While he trained under Master Chefs and became the Executive Chef at many hotels, as well as the Queen Mary, Spruce Goose, and Hollywood Park Race Track, he entered and won many culinary competitions, landing a place on Team USA West for the International Culinary Olympics in Frankfurt, Germany. Chef Toles participated in the Culinary Olympics in 1992, 1996, and 2000, winning gold medals for nearly every entry.
In addition to hundreds of conventions every year, Savourys also caters many of the prestigious charitable fundraisers and black tie galas in Palm Springs, including the Palm Springs International Film Festival, the Desert AIDS Project Steve Chase Awards gala, and annual galas for the Palm Springs Art Museum and the Palm Springs Air Museum. Daily routines can include designing unique food presentations for a cozy group of 2,500 hungry guests. That’s a long way from Chevelle engine swaps.
But, while Chef Toles’ career was becoming legendary in food circles, his interest in cars and car building needed to be fed. After years of research, he found a suitable ’68 Chevelle. That purchase led to the addition of a ’68 Corvette, one of his favorite cars of all time. It was to light the fire for more collector cars.
While the cars and parts displayed here may give the appearance of being a lifelong passion, it was the discovery of Mopar products that redirected his automotive focus.
“While I was certainly around when these cars were new, I never remembered them much,” Toles notes. “It wasn’t until the early 2000s that I looked at Chargers, Challengers, and ’Cudas, having spent most of my time with Chevrolets.
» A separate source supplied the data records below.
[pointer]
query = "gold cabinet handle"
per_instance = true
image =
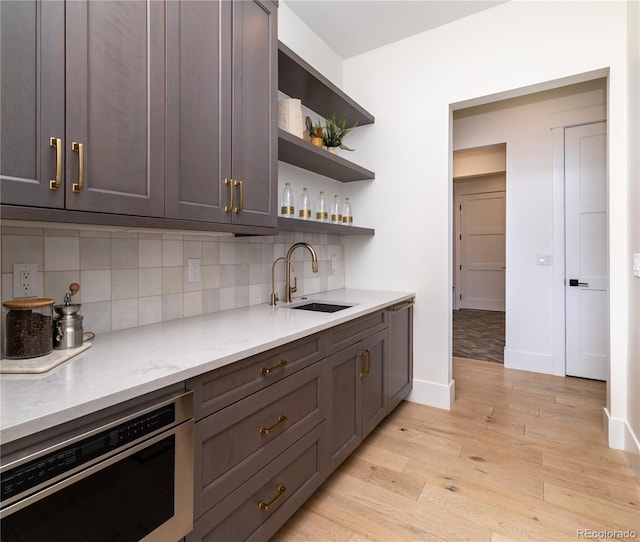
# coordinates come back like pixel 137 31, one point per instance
pixel 268 370
pixel 398 308
pixel 266 430
pixel 266 505
pixel 56 142
pixel 227 208
pixel 365 355
pixel 240 186
pixel 363 358
pixel 79 148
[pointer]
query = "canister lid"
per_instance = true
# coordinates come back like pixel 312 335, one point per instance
pixel 28 303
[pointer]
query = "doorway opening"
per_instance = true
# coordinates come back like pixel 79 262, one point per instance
pixel 479 234
pixel 534 124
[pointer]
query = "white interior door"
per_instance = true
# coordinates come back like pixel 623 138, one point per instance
pixel 586 251
pixel 482 251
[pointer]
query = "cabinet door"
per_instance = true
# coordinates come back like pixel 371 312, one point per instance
pixel 199 110
pixel 372 373
pixel 343 423
pixel 115 106
pixel 399 354
pixel 254 132
pixel 32 90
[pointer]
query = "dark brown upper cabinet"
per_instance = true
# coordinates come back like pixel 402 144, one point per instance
pixel 83 106
pixel 140 113
pixel 32 129
pixel 221 124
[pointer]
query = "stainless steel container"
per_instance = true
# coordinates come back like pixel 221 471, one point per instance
pixel 67 327
pixel 67 323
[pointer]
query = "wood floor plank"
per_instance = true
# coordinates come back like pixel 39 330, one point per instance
pixel 602 513
pixel 393 481
pixel 520 457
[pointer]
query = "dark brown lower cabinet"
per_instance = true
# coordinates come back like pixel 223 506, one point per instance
pixel 296 412
pixel 258 508
pixel 356 395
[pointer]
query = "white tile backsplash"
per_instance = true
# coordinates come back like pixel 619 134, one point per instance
pixel 137 278
pixel 61 253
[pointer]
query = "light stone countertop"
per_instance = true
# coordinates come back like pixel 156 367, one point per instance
pixel 125 364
Mopars were not even on my radar. The Mopars West business started in 2007.”
Clearly they are today. Toles has made Mopars his target brand of choice. Formerly called West Coast Mopars, today his new operation is called All-American Classic Car Restoration (AACCR), which is managed on a daily basis by Tom Hicks, allowing Toles to work not only on Chrysler products but also other brands. Case in point was the day we visited; a ’74 Jensen convertible was close to completion, the 440c.i. Mopar V8 freshly reworked and only the Lucas Electrical system left to be refreshed (although that could be a life’s work, as some will attest.).
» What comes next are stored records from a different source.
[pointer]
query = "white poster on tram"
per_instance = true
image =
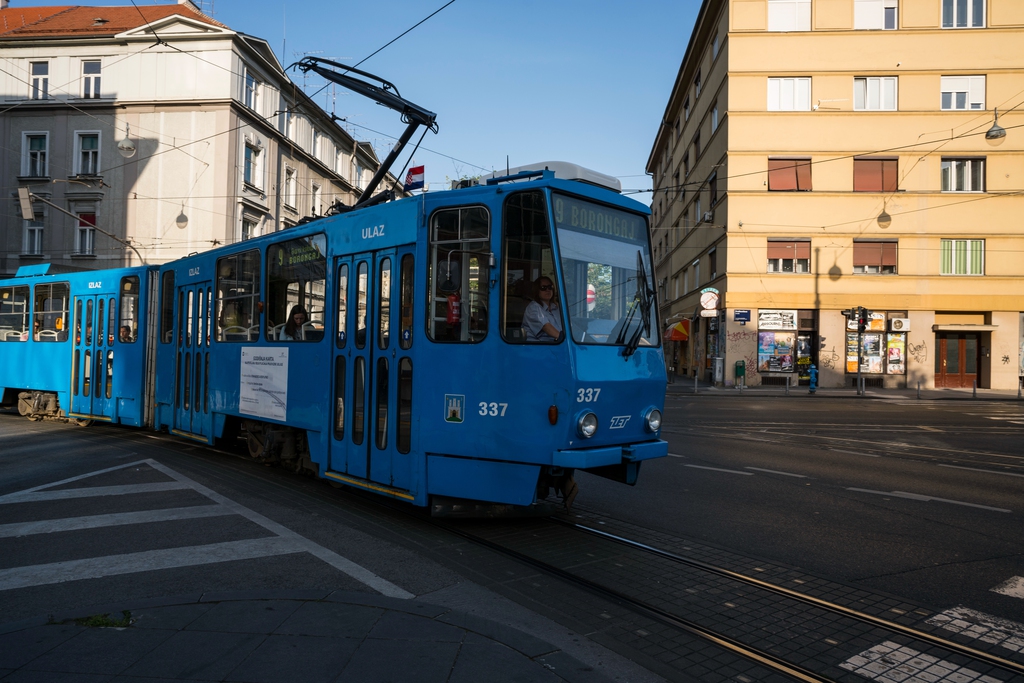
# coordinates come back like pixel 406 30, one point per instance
pixel 263 390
Along with the AACCR operation where his staff work to revitalize vehicles back to their original configuration, Toles’ personal collection of perfect and not-so-perfect cars are tucked away 15 minutes up the road in his desert hide away. Checked out to pass the strict entry regulations, Toles was more than happy to show us around.
One man’s junk is another man’s treasure
“When I got into this, I had no idea it would grow to be so big,” Toles says. “But it has become my passion. I find it to be great fun to take road trips to go and buy Mopar parts. If I find someone who has cars or parts for sale, I will fly out to the location, or if close enough, take the trailer to get the vehicle. If it’s a lot of parts, I will rent a Penske truck and load up one or more of them to get the parts back here. It’s a treasure hunt for me, and I never know exactly what I will find.”
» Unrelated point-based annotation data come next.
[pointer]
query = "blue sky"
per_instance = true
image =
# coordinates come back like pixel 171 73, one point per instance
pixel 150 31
With Toles, it is clear he knows what he is looking at, some of the most mangled sheet metal in his yard is a source of near giddiness for the famous chef. In his quest for original sheet metal, he can see the jewelry in a twisted Charger back section or the front end of a classic Challenger. While he can, and does, buy new sheet metal when needed, he can often find original sheet metal at his own shop.
If there is one thing that jumps out from the hidden collection, it is the amazing organization to which the parts and cars have been categorized. From the finish barn, which houses a pair of ’71 Hemi ’Cudas, a very creative “AAR” Roadrunner project, Charger Daytona, Plymouth Superbird, and other noteworthy machinery to the “trim room,” where individual stainless steel trim pieces are lovingly tagged and stored, Toles has great method to his madness.
“I utilize the same organizational techniques found in cooking for my car collecting and parts organization,” Toles says. “In cooking, it is called ‘mise en place’ which exactly defined means ‘everything in its place’ and refers to the state of having everything laid out in one place ready to go, rather than having to run back and forth from one place to another to keep the assembly line rolling.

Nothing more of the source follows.